JESUS TITTY FUCKING CHRIST MAN
WE're playing EDH, the format invented to encourage spite and passive aggressive dick moves.
But really, the main problem with your analysis assumes that B's win condition behaves exactly the same as A's despite nothing saying that.
All we can assume is that it B's win con doesn't win on the spot. It could very well win before A's win con.
>All we can assume is that it B's win con doesn't win on the spot. It could very well win before A's win con.
That assumption makes the decision trivial, because there's no reason for B to do anything but play their (faster) wincon. Since there's no difference between C's turn and A's turn.
So no, you don't assume that. B wins some time after A's turn.
Actually, this is a game theory reconstruction in EDH for simplicity of explaining a retarded play that happened in Lords of Waterdeep.
It was the last round, my father needed the double rogue to complete his last quest. I was B, I ignored double rogue to build up my own score and told my mother that she "didn't have a choice" and then she didn't block him and he crushed us both. To top it off, she took last because of it.
If B's win condition is faster, but you know C has an answer for it and A's win con, you sandbag still. C is forced to use their answer against A to stay in the game, and then later you resolve a win con that they are less likely to answer.
>i made a topic where I misunderstand game theory to bitch about how my parents played their game.
Your mother wasn't playing to win. She let your father win because she's despises the husk of a man that you've become.

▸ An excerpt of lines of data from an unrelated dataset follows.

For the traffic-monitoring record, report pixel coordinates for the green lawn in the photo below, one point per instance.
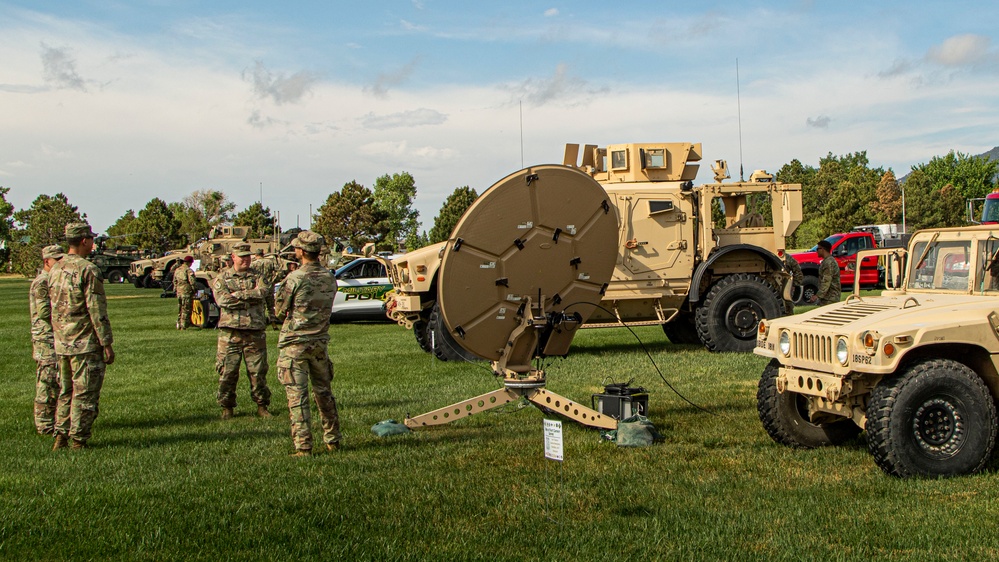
(167, 479)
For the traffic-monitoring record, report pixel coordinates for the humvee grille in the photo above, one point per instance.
(842, 316)
(809, 347)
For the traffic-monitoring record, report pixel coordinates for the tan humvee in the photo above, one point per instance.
(703, 284)
(915, 367)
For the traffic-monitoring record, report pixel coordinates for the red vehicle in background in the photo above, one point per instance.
(844, 250)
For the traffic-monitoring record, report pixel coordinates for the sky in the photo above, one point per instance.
(114, 102)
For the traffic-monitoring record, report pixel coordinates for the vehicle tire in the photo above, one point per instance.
(785, 417)
(422, 335)
(681, 330)
(444, 345)
(809, 288)
(730, 314)
(936, 418)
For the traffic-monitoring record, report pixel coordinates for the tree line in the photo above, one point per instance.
(841, 192)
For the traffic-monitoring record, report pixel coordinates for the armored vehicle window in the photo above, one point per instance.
(655, 158)
(945, 266)
(619, 159)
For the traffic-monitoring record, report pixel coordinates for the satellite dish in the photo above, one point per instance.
(521, 272)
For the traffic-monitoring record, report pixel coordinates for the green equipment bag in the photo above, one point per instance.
(386, 428)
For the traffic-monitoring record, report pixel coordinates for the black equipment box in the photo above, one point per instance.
(621, 401)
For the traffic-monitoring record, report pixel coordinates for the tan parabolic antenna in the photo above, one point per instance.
(520, 273)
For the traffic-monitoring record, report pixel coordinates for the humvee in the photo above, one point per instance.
(705, 283)
(916, 367)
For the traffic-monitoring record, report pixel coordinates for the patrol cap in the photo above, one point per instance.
(52, 252)
(79, 230)
(308, 241)
(241, 250)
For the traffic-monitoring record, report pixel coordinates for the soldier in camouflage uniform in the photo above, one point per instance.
(183, 285)
(829, 285)
(241, 296)
(268, 269)
(43, 345)
(82, 337)
(303, 305)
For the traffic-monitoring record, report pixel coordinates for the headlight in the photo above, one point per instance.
(841, 351)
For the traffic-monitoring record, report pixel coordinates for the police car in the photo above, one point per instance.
(361, 288)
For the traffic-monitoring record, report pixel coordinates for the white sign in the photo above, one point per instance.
(553, 440)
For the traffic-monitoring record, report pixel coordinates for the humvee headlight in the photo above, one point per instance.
(842, 353)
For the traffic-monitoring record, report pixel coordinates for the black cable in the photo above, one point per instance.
(651, 360)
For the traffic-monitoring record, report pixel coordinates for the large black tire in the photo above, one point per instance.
(809, 288)
(936, 418)
(785, 417)
(444, 345)
(730, 314)
(422, 336)
(681, 330)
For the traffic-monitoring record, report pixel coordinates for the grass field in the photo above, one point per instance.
(166, 479)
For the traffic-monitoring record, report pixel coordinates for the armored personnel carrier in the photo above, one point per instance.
(916, 367)
(704, 283)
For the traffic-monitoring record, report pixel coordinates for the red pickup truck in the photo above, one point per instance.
(844, 249)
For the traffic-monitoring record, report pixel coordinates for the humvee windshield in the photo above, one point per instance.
(944, 266)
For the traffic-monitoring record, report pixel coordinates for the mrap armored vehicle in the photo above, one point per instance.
(916, 367)
(705, 283)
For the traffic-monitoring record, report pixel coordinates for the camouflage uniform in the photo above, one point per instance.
(82, 332)
(797, 279)
(303, 305)
(43, 350)
(829, 285)
(183, 285)
(267, 269)
(242, 335)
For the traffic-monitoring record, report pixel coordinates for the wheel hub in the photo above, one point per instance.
(938, 428)
(742, 318)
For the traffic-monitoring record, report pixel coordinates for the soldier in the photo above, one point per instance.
(43, 345)
(829, 285)
(268, 270)
(82, 337)
(303, 305)
(183, 285)
(797, 279)
(241, 296)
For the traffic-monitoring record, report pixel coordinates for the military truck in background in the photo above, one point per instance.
(703, 283)
(916, 367)
(114, 264)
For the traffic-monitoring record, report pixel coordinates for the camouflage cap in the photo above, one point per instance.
(308, 241)
(52, 252)
(79, 230)
(241, 250)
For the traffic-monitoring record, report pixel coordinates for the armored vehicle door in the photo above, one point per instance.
(656, 236)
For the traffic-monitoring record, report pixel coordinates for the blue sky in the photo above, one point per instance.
(114, 103)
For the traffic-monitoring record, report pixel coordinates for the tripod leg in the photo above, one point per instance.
(463, 409)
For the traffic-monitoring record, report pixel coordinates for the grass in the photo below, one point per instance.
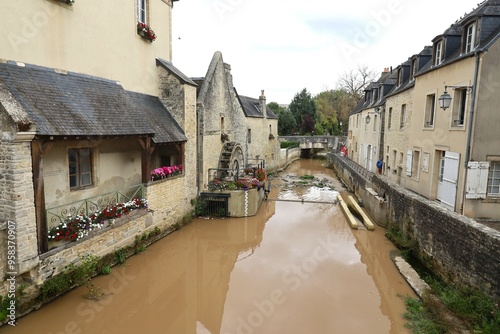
(439, 311)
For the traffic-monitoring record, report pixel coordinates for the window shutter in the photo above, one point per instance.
(477, 179)
(409, 162)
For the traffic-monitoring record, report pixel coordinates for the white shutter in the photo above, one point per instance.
(477, 179)
(451, 166)
(409, 162)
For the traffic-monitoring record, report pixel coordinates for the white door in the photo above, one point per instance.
(368, 160)
(448, 177)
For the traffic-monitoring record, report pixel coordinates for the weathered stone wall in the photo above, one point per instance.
(287, 156)
(455, 247)
(17, 203)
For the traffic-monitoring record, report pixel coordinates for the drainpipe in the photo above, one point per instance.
(471, 117)
(469, 131)
(473, 102)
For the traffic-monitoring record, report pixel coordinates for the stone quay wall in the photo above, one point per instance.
(456, 248)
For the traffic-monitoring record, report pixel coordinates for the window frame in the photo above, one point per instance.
(402, 119)
(79, 174)
(438, 52)
(470, 37)
(430, 111)
(493, 169)
(142, 11)
(414, 69)
(459, 108)
(389, 118)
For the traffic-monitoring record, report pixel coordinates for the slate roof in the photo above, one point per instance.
(251, 108)
(387, 79)
(166, 129)
(63, 103)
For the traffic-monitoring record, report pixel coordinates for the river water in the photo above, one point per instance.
(295, 267)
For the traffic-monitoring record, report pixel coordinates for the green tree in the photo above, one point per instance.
(286, 121)
(301, 106)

I stopped playing with my brother because he literally never won, and I never won a game he played in, because every game we ever played, he made it his mission to see me lose. My mother has something like an 80% win rate when the four of us play and doesn't realize it.
Games can get fucking toxic if people aren't playing to win.
In any multiplayer game these plays can rear their heads. You don't have control over how the board is gonna play out. Therefore C is a dick for not realizing that he himself is stating unless B makes plays that favor C, C won't participate.